Getting More from DOORS with DXL:

Matching Word Patterns with Regular Expressions

by Ian Alexander

www.scenarioplus.org.uk

Requirements are a vital channel of communication between people with different responsibilities. Models, data structures and diagrams are important – and DOORS, together with its DXL programming language, supports all of them. But a key part of any requirements specification will always be natural language, such as English, because that is what people mostly use to communicate with each other.

One of the common difficulties with natural language is that it is imprecise. It is hard to describe things exactly, or to use exactly the same form of words every time. Unfortunately, computers and machines are very literal-minded; if the words are different, the machine assumes a different thing is being referred to.

The regular expression is a programming tool that helps to get over this problem, among others. You can write a pattern that describes a class of things you want to identify as being the same in some way; and the machine can then automatically select the things, almost as if it was intelligent.

Regular Expressions

You are probably familiar with an informal sort of pattern from your computer’s filing system. You can write the expression "*.dxl" and the computer will display all the files in a directory that have the extension ‘.dxl’ at the end. The ‘*’ denotes ‘any string of characters’, allowing you to ask for the DXL filenames without knowing in advance what letters or numbers they are composed of.

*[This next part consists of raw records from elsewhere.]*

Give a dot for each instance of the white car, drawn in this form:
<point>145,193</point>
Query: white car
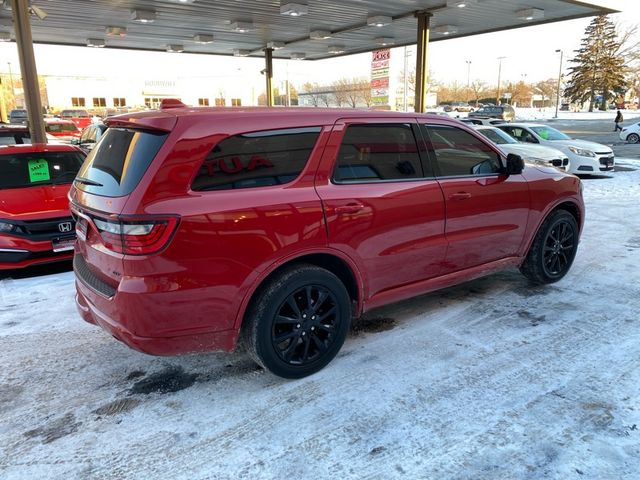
<point>533,153</point>
<point>586,158</point>
<point>631,133</point>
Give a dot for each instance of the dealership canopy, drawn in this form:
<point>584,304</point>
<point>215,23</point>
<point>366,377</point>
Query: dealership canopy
<point>299,29</point>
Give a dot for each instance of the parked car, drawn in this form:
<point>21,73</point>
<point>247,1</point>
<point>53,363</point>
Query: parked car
<point>18,116</point>
<point>64,130</point>
<point>35,222</point>
<point>585,157</point>
<point>502,112</point>
<point>80,117</point>
<point>534,153</point>
<point>19,134</point>
<point>198,228</point>
<point>90,136</point>
<point>631,133</point>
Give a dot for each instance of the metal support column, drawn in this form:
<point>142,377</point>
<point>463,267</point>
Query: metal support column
<point>422,68</point>
<point>268,73</point>
<point>24,40</point>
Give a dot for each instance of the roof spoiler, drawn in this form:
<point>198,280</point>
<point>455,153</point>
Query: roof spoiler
<point>167,103</point>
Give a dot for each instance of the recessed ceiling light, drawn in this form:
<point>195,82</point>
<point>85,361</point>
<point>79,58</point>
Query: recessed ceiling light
<point>460,3</point>
<point>530,14</point>
<point>116,31</point>
<point>242,27</point>
<point>379,21</point>
<point>203,38</point>
<point>384,41</point>
<point>319,34</point>
<point>143,16</point>
<point>275,45</point>
<point>294,9</point>
<point>446,29</point>
<point>95,42</point>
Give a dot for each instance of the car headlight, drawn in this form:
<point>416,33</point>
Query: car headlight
<point>581,152</point>
<point>6,227</point>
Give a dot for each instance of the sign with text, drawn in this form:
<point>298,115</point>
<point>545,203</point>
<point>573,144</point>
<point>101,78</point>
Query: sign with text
<point>380,77</point>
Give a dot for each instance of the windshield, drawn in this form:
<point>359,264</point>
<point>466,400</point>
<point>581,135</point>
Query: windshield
<point>118,161</point>
<point>18,170</point>
<point>497,136</point>
<point>74,113</point>
<point>548,133</point>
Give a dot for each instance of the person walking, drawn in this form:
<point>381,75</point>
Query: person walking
<point>618,121</point>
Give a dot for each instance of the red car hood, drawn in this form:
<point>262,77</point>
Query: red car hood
<point>35,203</point>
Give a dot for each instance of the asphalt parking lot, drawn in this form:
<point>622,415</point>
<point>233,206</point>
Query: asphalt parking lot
<point>492,379</point>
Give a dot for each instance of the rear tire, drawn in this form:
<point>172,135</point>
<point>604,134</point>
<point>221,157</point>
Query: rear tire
<point>298,321</point>
<point>633,138</point>
<point>553,249</point>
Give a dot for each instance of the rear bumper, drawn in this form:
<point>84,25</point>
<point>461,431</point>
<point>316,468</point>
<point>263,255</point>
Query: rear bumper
<point>124,315</point>
<point>20,253</point>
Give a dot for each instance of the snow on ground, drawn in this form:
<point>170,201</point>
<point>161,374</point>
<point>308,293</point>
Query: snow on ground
<point>493,379</point>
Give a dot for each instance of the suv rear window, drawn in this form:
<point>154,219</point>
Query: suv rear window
<point>118,162</point>
<point>257,159</point>
<point>38,168</point>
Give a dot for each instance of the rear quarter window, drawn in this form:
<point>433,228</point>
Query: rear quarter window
<point>256,159</point>
<point>118,162</point>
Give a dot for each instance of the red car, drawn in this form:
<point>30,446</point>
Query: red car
<point>78,116</point>
<point>200,227</point>
<point>63,130</point>
<point>35,222</point>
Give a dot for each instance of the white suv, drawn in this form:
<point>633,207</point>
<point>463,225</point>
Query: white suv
<point>585,158</point>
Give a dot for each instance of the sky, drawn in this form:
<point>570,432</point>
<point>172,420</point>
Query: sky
<point>530,55</point>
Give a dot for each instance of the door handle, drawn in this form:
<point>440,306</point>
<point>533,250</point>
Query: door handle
<point>460,196</point>
<point>350,208</point>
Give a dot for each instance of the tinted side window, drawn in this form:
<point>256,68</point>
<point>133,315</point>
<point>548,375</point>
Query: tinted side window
<point>116,165</point>
<point>458,153</point>
<point>257,159</point>
<point>377,152</point>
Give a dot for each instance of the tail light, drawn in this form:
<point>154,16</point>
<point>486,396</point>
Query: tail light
<point>140,235</point>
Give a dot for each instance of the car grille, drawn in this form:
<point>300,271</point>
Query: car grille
<point>44,229</point>
<point>89,279</point>
<point>20,256</point>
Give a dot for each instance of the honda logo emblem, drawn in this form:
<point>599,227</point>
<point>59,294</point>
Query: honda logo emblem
<point>65,227</point>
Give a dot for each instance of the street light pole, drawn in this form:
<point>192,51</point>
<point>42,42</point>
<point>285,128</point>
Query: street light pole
<point>499,72</point>
<point>468,76</point>
<point>559,79</point>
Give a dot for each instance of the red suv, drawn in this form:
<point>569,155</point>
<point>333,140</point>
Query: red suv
<point>35,221</point>
<point>200,227</point>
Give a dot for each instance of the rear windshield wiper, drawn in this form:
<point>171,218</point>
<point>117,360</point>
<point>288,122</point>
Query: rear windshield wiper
<point>87,181</point>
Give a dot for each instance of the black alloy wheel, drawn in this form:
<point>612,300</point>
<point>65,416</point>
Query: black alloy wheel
<point>558,248</point>
<point>305,325</point>
<point>553,249</point>
<point>298,321</point>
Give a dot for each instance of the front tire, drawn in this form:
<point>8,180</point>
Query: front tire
<point>298,321</point>
<point>553,249</point>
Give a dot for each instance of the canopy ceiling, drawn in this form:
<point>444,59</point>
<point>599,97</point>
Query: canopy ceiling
<point>73,22</point>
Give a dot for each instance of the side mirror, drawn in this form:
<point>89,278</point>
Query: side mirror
<point>515,164</point>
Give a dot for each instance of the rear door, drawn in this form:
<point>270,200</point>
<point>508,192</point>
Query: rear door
<point>382,208</point>
<point>487,210</point>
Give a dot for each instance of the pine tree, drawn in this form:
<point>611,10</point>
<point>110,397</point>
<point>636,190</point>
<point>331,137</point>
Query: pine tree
<point>599,68</point>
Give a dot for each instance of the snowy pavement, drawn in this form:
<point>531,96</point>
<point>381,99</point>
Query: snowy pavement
<point>493,379</point>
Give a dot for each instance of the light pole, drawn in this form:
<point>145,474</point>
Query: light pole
<point>559,79</point>
<point>499,72</point>
<point>468,76</point>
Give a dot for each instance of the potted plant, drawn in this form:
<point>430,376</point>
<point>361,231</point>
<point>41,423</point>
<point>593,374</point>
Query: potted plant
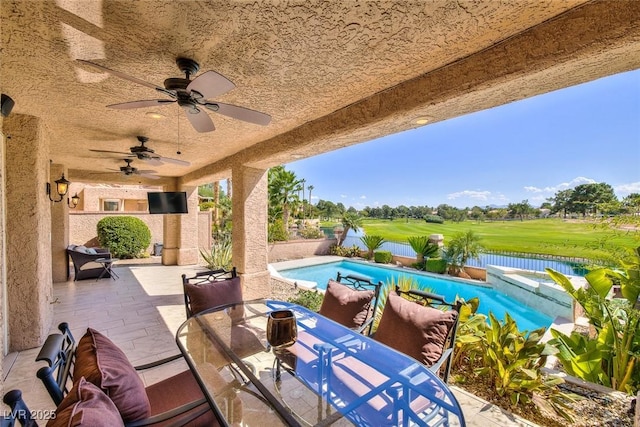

DXL’s regular expression syntax gives you much more power than that simple piece of pattern-matching. It forms, in fact, a sort of pattern language of its own. The good news is that it is the same language as is used in UNIX and some other systems; for example, the UNIX operating system command ‘grep’ (standing for Global REPlace) allows system programmers to put together scripts that precisely select the wanted lines in files according to the Regular Expression rules.

Suppose your organisation’s standards call for requirements to be written with one of the keywords ‘shall’, ‘should’, or ‘may’ according to their priority. To identify all the requirement statements, you could write a pattern like this:

Regexp isRequirement = regexp "(shall|should|may)"

This allows you to test directly whether something is a requirement:

Object o = current
string thisText = o."Object Text"
if isRequirement thisText then ...

With a simple for loop you can then construct a custom filter to select all the requirements defined in this way, in a DOORS module. The most direct way to do this is to use the accept and reject commands to include only the

Here is a complete example program:

Regexp isRequirement = regexp "(shall|should|may)"
Module m = current
Object o
string thisText string mName = m."Name"
int reqCount = 0
filtering off
for
o in m do {
thisText = o."Object Text"
if isRequirement thisText then {


reqCount ++
accept
o

} else {
reject
o
}

}
filtering on
infoBox "There are " reqCount " requirements" //-
"\nin Module '" mName "'"

This program both filters the module down to the objects whose texts match our isRequirement pattern, and counts the number of such objects:

This example has informally introduced some of the basic DXL constructs. In a little more detail, ‘Regexp’ is the data type for regular expressions. ‘regexp’ (all in lowercase) is a function that constructs a Regexp from a string of symbols. round brackets '(…)' introduce (sub-)expressions; the vertical bar '|' introduces alternatives. As you can see from the example, you can then use the constructed Regexp as a truth-valued (Boolean) function to test whether strings match your defined pattern.

The other and crucial thing you can do with regular expressions is to pick out words or phrases or even parts of words from a text. To do this, you define a Regexp with whatever sub-expressions you want. The good news here is that you can analyse a whole complex structure with one Regexp, and then pull out all the parts you need. But the Regexp may become quite hard to design.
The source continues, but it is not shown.